関連画像

写真拡大

法務省は、海外からやって来た留学生や技能実習生が、難民申請の制度を偽装して利用するケースに対処するとして、新しい対策の導入を検討中だ。

現行の制度では、在留資格がある人が難民申請をおこなった場合、難民申請から6カ月すると、就労が許可される。読売新聞(6月30日付)によると、この制度の濫用・誤用が増加していることから、法務省は、留学や技能実習の在留資格を持つ申請者について、在留期限後に入管施設に強制収容する案を検討しているという。

法務省・入国管理局の担当者は、弁護士ドットコムニュースの取材に「(難民申請の濫用・誤用は)真に庇護を求める人の迅速な保護に支障を生じかねない。現在も、濫用・誤用的な難民申請に対して、就労・在留を制限するなどの対策をとっている。その効果も検証しながら、読売新聞にあった案も含めて、さらなる対策を導入すべきか検討している」とコメントした。

法務省によると、まだ対策は検討している段階で、具体的なものは現時点で定まっていないという。一方で、これまでも、日本の難民認定ハードルが高いことや収容施設の問題が指摘されている。はたして、今回の対策案をどう見ればいいのか。難民問題にくわしい駒井知会弁護士に聞いた。

●「留学・技能実習だから『難民でない』といえない」

「今回の『対策案』については、明確でない部分がありますので、あくまで仮定の話としてお話させていただきます。

仮に、留学生や技能実習生が難民認定申請をした場合に、原則として、新たな在留資格を与えず、難民認定手続の期間中、就労許可も出さない、さらに、従前の在留資格の期限が切れたところで、原則として収容するーーということになりますと、非常に大きな懸念を抱かざるをえません。

留学生が、留学先(たとえば日本)で、民主主義や基本的人権について学んだり、あるいは自由や平等の理念に共感したりする過程で、本国の体制に疑問を覚えて、留学先で政治活動を始めたがゆえに、帰国後に迫害に晒される危険が想定される場合、彼らは、『後発難民』と呼ばれます。これは、典型的な難民類型の一つです。

今回の『対策案』によって、このような留学生が、その政治的意見やそれに基づく政治活動を理由に『いま帰国しては危ない』と感じて、難民認定申請をしたところ、在留資格を与えられずに、「留学」の在留期限後にオーバーステイ状態になってしまい、原則収容されてしまうとすれば、その人にどれだけの重荷と苦痛を負わせることになるでしょうか。

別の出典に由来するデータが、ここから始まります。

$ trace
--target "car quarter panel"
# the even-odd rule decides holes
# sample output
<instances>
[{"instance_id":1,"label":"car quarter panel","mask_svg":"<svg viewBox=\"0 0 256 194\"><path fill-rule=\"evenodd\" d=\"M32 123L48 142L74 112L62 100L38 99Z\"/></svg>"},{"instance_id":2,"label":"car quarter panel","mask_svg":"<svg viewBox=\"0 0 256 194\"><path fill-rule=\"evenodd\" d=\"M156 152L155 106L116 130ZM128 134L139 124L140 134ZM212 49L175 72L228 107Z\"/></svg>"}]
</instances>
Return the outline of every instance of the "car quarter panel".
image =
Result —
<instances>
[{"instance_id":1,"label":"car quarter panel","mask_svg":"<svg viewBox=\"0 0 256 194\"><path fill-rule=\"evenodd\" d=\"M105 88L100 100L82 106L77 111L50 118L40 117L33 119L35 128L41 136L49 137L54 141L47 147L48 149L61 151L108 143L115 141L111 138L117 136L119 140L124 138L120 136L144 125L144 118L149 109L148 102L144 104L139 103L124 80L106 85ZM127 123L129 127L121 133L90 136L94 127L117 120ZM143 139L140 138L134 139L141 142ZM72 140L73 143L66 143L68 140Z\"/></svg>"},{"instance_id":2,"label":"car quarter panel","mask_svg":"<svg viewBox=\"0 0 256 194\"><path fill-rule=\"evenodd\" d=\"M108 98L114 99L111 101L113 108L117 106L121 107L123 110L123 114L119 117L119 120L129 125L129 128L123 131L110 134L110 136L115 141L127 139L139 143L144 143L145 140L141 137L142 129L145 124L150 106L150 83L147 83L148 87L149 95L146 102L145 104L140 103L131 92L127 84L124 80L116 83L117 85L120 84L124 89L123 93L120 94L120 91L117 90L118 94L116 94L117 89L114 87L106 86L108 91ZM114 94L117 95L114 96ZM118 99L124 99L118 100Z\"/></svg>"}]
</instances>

また、『難民申請者』『難民手続を行う者』のためのビザがない以上、本国での迫害の危険から逃れて来日する難民たちは、観光・留学・技能実習を含む、何らかのビザを得て入国しなければならない場合が多く、日本における在留資格が『留学』だから、『技能実習』だから、『難民でない』ということは到底いえません。

現に、『留学』『技能実習』の在留資格をかつて有していた人々が、実際に難民認定されたケースもあると聞いています。『留学』『技能実習』の在留資格を有する人の難民該当性は、あくまで一つひとつの事案を、個別に審査して判断すべきであり、一律判断が極めて危険なことは明らかです。

なかには、来日後すぐに難民認定申請すること自体に躊躇を覚え、『留学』や『技能実習』で日本に滞在しながら難民認定申請することなく、まずは数年間、本国の様子をうかがい、留学や技能実習の年限が終わっても、危なくてどうしても帰れる状況に戻っていない場合に、仕方なく難民認定申請を手段として考える人たちもいるだろうことは、容易に想像がつきます。

そういう人たちも含め、やはり、今回の『対策案』によって、不当に重い負担を背負う人たちが出て来かねないと考えます」

●「収容施設」の問題点

「現在、一度収容されてしまうと、東京入国管理局や東日本入国管理センターの場合、仮放免許可申請をして、2〜3か月は、(どのような結果でも)結論を待たされることが通常です。

そして、何か月も待たされた結果、仮放免許可が認められなかった場合も、不許可理由はほとんど何も示されませんので、仮放免申請した側からしてみれば、申請内容の何を直せばよいのかもわからないのです。

結果、一度収容されてしまうと、難民認定申請者が、6か月〜1年以上も収容されている例が多く、また、その被収容期間に、体調を崩していく人々が少なくないにもかかわらず、被収容者に対する医療体制の深刻な問題点が、多く指摘されています。大型収容施設のひとつである東日本入国管理センターでは、今年3月にも、ベトナム国籍の被収容者の死亡事件が起きたばかりです。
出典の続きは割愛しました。